[Numpy-discussion] Record arrays

Thu Jun 26 16:38:36 EDT 2008

> Let's be clear, there are two very closely related things: recarrays
> and record arrays. Record arrays are just ndarrays with a complicated
> dtype. E.g.
> 
> In [1]: from numpy import *
> 
> In [2]: ones(3, dtype=dtype([('foo', int), ('bar', float)]))
> Out[2]:
> array([(1, 1.0), (1, 1.0), (1, 1.0)],
>       dtype=[('foo', '<i4'), ('bar', '<f8')])
> 
> In [3]: r = _
> 
> In [4]: r['foo']
> Out[4]: array([1, 1, 1])
> 
> 
> recarray is a subclass of ndarray that just adds attribute access to
> record arrays.
> 
> In [10]: r2 = r.view(recarray)
> 
> In [11]: r2
> Out[11]:
> recarray([(1, 1.0), (1, 1.0), (1, 1.0)],
>       dtype=[('foo', '<i4'), ('bar', '<f8')])
> 
> In [12]: r2.foo
> Out[12]: array([1, 1, 1])
> 
> 
> One downside of this is that the attribute access feature slows down
> all field accesses, even the r['foo'] form, because it sticks a bunch
> of pure Python code in the middle.

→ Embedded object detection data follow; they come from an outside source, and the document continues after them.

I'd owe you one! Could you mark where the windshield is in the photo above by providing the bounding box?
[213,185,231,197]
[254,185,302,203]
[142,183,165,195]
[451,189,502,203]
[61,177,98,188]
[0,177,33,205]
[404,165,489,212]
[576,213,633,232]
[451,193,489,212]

Much code won't notice this, but if
> you end up having to iterate over an array of records (as I have),
> this will be a hotspot for you.
> 
> Record arrays are fundamentally a part of numpy, and no one is even
> suggesting that they would go away. No one is seriously suggesting
> that we should remove recarray, but some of us hesitate to recommend
> its use over plain record arrays.
> 
> Does that clarify the discussion for you?
> 
Thanks! This has always been something that has confused me . . . This is
awesome, I guess I build by DataFrame object for nothing :-)

Gabriel